Making AI and ML Operational: The Modeling Objective (Palantir RFx Blog Series, #7)
AI operating systems need to work in the real world, not just in a lab. The Modeling Objective is the critical link between a model’s creation and operational use.
Editor’s note: This is the seventh post in the Palantir RFx Blog Series, which explores how organizations can better craft RFIs and RFPs to evaluate digital transformation software. Each post focuses on one key capability area within a data ecosystem, with the goal of helping companies ask the right questions to better assess technology. Previous installments in this series have included posts on Ontology, Data Connection, Version Control, Interoperability, Operational Security, and Privacy-Enhancing Technologies.
Palantir’s history with Artificial Intelligence & Machine Learning (AI/ML) began with our company’s founding in 2003. Today, Palantir is considered one of the top (or even the top) AI/ML company in the world. And yet, our approach to AI/ML computational techniques has not been one of massive adoption. Palantir’s approach to AI has been driven by realism. We are wary of hype-cycles and instead invest in technologies that we believe will actually produce operational results. In April 2023, Palantir CEO Alex Karp announced the coming fourth Palantir platform that will focus specifically on the integration of AI/ML — especially Large Language Models (LLMs) — with data analytics and operations.
In 2019, Palantir’s Chief Technology Officer Shyam Sankar wrote about how big data, peddled by many as “the new oil,” was more akin to snake oil given the massive and persistent gap between what vendors promised and what they actually delivered. Much of our realism about AI/ML technologies originates from a generalized skepticism that any single technology can provide the silver bullet solution to a given problem, even when that technology has truly transformative potential.
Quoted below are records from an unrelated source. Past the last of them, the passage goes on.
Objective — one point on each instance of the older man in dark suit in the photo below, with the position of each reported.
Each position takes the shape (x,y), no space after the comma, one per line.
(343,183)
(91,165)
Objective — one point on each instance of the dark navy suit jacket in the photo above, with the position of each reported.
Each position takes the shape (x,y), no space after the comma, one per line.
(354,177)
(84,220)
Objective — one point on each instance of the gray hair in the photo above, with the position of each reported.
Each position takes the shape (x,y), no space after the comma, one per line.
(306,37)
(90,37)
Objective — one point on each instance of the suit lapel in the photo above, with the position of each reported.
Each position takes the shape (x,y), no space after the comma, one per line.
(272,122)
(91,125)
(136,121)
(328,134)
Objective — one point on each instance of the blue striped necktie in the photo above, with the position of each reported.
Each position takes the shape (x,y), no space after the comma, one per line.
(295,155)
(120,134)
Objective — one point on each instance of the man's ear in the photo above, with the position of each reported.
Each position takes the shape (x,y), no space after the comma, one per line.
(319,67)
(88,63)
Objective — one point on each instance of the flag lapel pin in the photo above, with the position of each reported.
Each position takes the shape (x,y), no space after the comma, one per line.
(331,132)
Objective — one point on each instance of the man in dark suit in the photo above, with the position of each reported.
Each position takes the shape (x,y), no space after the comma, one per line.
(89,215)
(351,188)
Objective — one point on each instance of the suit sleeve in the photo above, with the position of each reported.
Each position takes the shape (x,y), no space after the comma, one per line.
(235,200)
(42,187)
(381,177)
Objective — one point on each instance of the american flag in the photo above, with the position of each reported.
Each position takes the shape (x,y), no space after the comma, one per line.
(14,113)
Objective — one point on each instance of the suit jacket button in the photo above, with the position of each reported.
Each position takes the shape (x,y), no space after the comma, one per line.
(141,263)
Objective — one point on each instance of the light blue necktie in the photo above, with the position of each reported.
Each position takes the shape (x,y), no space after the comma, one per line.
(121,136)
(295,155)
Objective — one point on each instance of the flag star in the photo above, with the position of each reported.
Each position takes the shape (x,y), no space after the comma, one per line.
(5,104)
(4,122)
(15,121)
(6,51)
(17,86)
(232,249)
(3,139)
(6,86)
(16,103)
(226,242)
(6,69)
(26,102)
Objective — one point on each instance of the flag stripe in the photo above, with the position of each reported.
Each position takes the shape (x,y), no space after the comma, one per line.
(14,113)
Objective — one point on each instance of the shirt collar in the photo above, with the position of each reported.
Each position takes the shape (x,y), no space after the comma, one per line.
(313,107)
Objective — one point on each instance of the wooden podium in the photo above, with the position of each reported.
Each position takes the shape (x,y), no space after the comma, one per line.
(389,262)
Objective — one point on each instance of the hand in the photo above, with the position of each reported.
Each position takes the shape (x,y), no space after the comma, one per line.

The same can be said about many of the specific technologies that comprise a data ecosystem — entity extraction, predictive analytics, real-time data streaming, etc. AI technologies, as we discussed in a recent blog post, are certainly no exception.
Palantir is very strong in the AI/ML space specifically because of our healthy realism and our belief in the value of systems over specific technologies. We have spent our time and energy building the operating systems that enable AI/ML to be effectively deployed in the context of complex data environments with varied goals and missions (i.e., AI-OS). Palantir doesn’t focus on the building or selling of AI/ML models. We don’t focus on the building or selling AI/ML libraries. Rather, Palantir is focused on building an AI Operating System that allows an organization to actually use AI/ML models as part of an ecosystem of value creation and continual improvement. Importantly, this system-level approach also helps to better bring to life contextual considerations, including the ethics surrounding the use of the technology. In this way, our approach helps encourage a more responsible deployment of AI/ML, or what is often referred to as “Responsible AI.”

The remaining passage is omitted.